Lets go to history, Talk about the Roy Fielding Research – “Architectural Styles and the Design of Network-based Software Architectures“. Its a big paper and talks a lot of various stuff. But as a standard engineer How you would like to explain the clear meaning of REST (Representational State Transfer), and what is its Architectural Style.

Here is my way to explain – “What is REST”.

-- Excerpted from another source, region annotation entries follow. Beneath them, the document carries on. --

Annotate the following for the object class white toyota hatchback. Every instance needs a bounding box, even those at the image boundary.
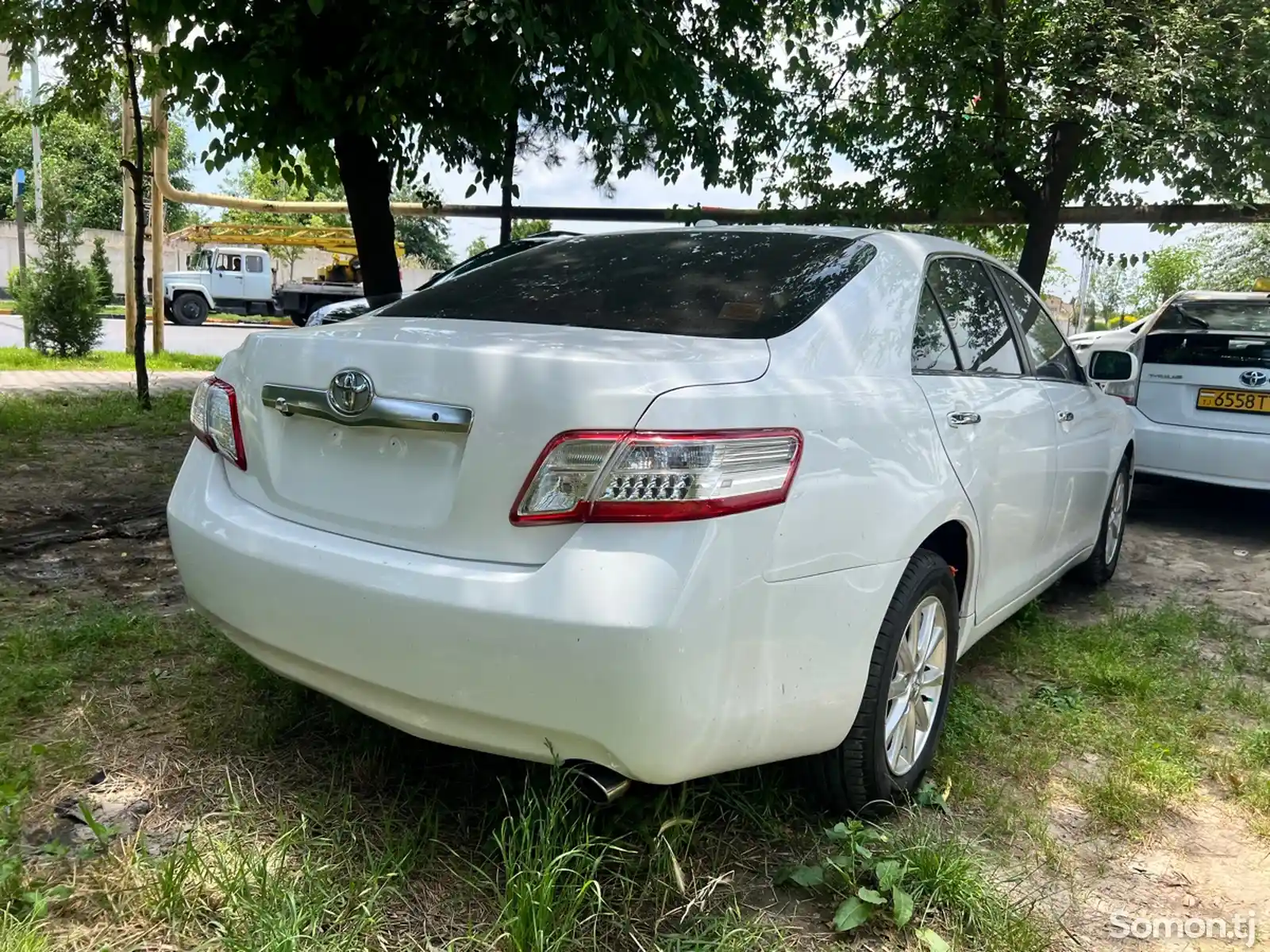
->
[169,227,1134,808]
[1072,290,1270,490]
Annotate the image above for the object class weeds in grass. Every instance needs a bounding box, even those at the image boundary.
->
[776,814,1049,952]
[0,392,189,459]
[0,347,221,372]
[494,770,618,952]
[937,607,1266,834]
[0,910,48,952]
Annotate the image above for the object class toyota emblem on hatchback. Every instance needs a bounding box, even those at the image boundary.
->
[326,368,375,416]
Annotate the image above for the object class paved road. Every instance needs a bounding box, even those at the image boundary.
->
[0,313,287,357]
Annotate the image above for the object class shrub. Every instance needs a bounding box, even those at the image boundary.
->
[17,188,102,357]
[5,264,21,300]
[87,237,114,305]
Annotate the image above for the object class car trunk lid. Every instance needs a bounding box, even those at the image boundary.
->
[1138,328,1270,434]
[221,316,768,565]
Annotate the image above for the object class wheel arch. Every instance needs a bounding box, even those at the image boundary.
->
[913,514,979,614]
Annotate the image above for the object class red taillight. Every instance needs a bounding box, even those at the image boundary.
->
[512,429,802,525]
[189,377,246,470]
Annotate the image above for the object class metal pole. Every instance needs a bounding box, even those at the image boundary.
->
[14,193,30,347]
[150,93,167,354]
[30,56,44,225]
[123,93,137,354]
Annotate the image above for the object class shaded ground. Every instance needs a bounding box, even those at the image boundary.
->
[0,408,1270,952]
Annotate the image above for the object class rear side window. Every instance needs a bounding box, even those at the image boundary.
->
[379,228,875,339]
[927,258,1024,377]
[992,268,1084,383]
[913,284,959,373]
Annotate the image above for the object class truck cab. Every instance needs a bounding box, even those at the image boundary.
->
[163,248,273,326]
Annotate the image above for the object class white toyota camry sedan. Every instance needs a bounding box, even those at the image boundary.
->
[167,227,1135,810]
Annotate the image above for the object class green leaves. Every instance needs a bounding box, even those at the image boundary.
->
[891,886,913,929]
[775,820,941,942]
[913,929,952,952]
[833,896,872,931]
[773,866,824,889]
[856,886,887,906]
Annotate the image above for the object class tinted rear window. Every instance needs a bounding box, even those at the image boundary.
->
[379,228,875,338]
[1141,330,1270,370]
[1153,305,1270,334]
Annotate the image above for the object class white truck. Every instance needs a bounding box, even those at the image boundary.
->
[163,248,362,326]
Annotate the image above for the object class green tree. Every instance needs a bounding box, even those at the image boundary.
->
[0,103,123,228]
[1195,225,1270,290]
[221,156,348,279]
[767,0,1270,288]
[0,100,194,231]
[1084,262,1141,330]
[0,0,171,410]
[17,182,102,357]
[151,0,821,297]
[512,218,551,239]
[392,186,455,269]
[87,237,114,305]
[1137,245,1203,309]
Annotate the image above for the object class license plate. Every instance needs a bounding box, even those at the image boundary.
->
[1195,387,1270,414]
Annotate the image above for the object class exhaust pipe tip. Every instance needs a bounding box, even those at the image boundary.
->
[574,763,631,806]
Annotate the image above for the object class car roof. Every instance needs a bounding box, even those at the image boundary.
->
[1167,290,1270,303]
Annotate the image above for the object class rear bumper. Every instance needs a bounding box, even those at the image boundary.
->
[167,444,904,783]
[1133,408,1270,490]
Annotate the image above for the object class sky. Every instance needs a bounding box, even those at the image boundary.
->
[187,122,1195,300]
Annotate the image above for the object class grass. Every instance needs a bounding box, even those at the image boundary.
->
[0,391,189,455]
[938,608,1270,835]
[0,347,221,370]
[0,603,1061,952]
[0,393,1270,952]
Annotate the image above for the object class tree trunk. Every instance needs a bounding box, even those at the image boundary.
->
[1018,207,1058,294]
[1018,121,1084,294]
[498,108,521,245]
[335,135,402,306]
[119,2,148,410]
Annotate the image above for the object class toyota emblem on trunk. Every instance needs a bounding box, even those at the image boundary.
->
[326,368,375,416]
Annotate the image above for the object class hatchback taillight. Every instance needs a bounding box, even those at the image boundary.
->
[189,377,246,470]
[1103,338,1145,406]
[512,429,802,525]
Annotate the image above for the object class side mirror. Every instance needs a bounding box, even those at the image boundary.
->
[1088,347,1138,383]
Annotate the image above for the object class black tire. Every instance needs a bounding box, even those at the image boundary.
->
[171,294,207,328]
[1072,455,1133,586]
[808,548,959,815]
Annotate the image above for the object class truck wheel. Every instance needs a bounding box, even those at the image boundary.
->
[171,294,207,328]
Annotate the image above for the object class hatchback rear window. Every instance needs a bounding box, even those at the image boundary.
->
[1152,305,1270,334]
[379,228,875,339]
[1141,330,1270,370]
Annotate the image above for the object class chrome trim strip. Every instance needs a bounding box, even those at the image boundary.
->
[260,383,472,433]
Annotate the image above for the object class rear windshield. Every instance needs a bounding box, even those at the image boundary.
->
[379,228,874,339]
[1152,305,1270,334]
[1141,330,1270,370]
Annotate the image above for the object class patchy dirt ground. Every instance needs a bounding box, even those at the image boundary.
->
[0,428,189,605]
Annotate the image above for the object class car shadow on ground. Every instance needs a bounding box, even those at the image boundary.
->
[1129,476,1270,547]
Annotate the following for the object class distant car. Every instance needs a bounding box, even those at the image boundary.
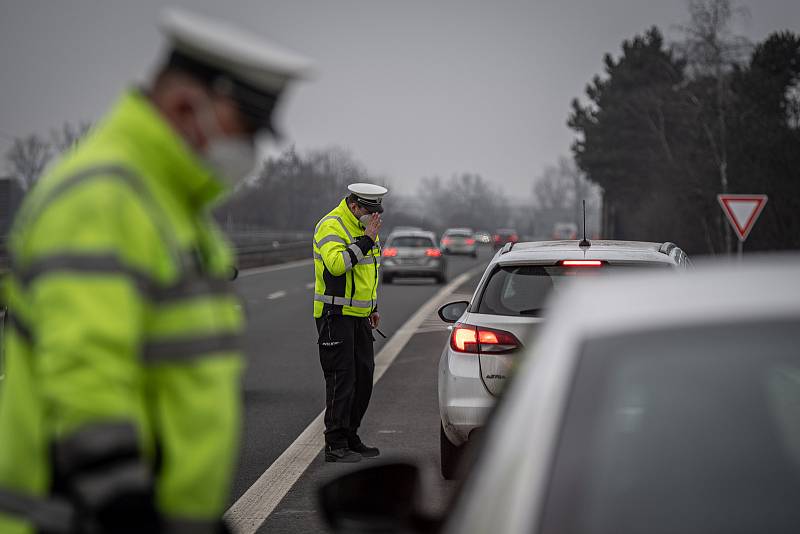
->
[380,230,447,284]
[474,232,492,245]
[392,226,423,233]
[441,228,478,258]
[492,228,519,249]
[553,223,578,240]
[439,241,689,478]
[322,256,800,534]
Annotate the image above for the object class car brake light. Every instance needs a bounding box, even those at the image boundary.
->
[450,323,522,354]
[561,260,603,267]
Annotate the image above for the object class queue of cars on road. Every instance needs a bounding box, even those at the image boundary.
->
[381,226,500,284]
[321,252,800,534]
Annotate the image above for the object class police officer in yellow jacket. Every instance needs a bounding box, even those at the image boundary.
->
[0,11,307,534]
[314,183,387,462]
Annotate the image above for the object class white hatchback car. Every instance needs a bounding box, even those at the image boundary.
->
[323,255,800,534]
[438,241,690,479]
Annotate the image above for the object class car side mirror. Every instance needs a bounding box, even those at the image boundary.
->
[438,300,469,323]
[319,463,439,533]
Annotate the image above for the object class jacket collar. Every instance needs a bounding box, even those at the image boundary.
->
[106,89,227,211]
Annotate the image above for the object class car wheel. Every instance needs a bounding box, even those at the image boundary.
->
[439,426,463,480]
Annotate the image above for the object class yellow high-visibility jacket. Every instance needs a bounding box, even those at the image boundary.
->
[314,200,381,318]
[0,91,243,534]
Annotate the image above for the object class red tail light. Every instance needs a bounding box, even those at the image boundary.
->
[561,260,603,267]
[450,323,522,354]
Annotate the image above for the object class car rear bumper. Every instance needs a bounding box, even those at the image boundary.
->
[442,245,478,254]
[439,345,496,446]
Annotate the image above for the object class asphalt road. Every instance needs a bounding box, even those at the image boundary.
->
[233,250,491,532]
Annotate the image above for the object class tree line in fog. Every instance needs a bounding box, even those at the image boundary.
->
[568,0,800,253]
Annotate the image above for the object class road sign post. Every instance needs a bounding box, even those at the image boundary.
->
[717,194,768,260]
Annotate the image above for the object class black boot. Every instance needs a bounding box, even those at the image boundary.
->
[325,445,361,464]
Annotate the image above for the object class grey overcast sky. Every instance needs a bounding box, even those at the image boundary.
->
[0,0,800,198]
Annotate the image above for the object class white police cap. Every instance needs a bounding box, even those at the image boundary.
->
[160,8,312,132]
[347,183,389,213]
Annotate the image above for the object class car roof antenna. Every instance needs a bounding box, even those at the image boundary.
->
[578,199,592,247]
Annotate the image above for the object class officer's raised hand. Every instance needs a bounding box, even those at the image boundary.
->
[364,213,383,241]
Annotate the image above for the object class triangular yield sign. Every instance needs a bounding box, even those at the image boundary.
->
[717,195,767,241]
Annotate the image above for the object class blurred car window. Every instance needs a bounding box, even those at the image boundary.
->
[477,262,672,316]
[387,236,436,248]
[540,321,800,534]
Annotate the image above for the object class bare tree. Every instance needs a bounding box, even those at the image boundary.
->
[6,134,53,191]
[50,121,92,152]
[533,156,600,226]
[679,0,752,254]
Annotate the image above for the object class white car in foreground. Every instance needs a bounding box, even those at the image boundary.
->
[439,241,689,479]
[321,256,800,534]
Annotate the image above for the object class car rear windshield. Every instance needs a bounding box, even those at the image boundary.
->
[386,236,434,248]
[539,320,800,534]
[444,230,472,237]
[477,262,669,316]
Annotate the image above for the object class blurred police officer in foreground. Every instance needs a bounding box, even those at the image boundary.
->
[0,11,307,534]
[314,184,387,462]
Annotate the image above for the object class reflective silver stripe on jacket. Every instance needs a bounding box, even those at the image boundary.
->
[314,234,347,249]
[12,164,186,272]
[342,250,353,270]
[347,243,364,261]
[314,215,353,243]
[314,293,374,310]
[18,253,233,303]
[0,488,75,534]
[142,333,242,364]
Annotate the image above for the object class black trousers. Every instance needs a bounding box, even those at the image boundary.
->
[316,314,375,449]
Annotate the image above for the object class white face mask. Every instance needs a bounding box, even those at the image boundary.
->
[198,103,256,186]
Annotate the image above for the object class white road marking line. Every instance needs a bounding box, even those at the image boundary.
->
[224,265,484,534]
[239,258,314,278]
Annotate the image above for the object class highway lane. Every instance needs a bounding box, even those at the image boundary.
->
[233,250,491,506]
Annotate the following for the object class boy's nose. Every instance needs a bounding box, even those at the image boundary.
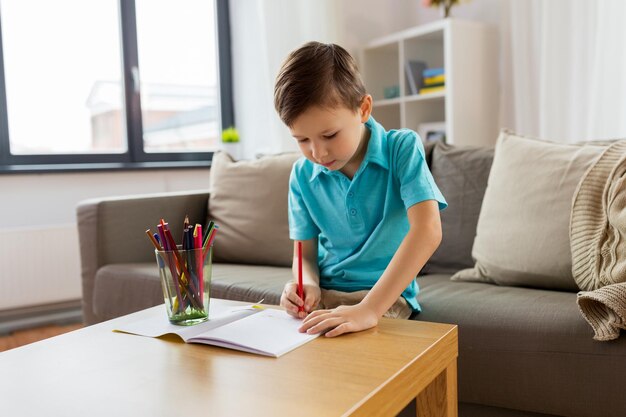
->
[311,141,328,160]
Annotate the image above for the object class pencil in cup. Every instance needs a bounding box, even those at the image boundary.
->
[146,229,213,325]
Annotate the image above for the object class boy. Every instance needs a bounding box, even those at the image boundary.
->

See this www(world wide web) running on top of various hardwares e.g. routers,servers,firewalls, cloud infrastructures,switches,LAN,WAN. The overall objective of this www(world wide web) to distribute hypermedia. This world wide web equipped with various services e.g. informational based services, websites, youtube channels, dynamic websites, static websites. This world wide web uses HTTP protocol to distribute hypermedia across the world with a client/server mechanism. This HTTP Protocol works on top of TCP/IP or other appropriate network stack.

This HTTP protocol is using eight methods to manage the ‘protocol of distribution’ or ‘Architectural Style of Distribution’. Those eight methods are namely : OPTIONS,GET,HEAD,POST,PUT,DELETE,TRACE,CONNECT.

But on Top of this HTTP, web applications are using its own way of distributing hypermedia e.g web applications are using web services which are highly tied with clients and servers ‘or’ web applications are using its own way of designed client/server mechanism to make such distribution channel on top of HTTP.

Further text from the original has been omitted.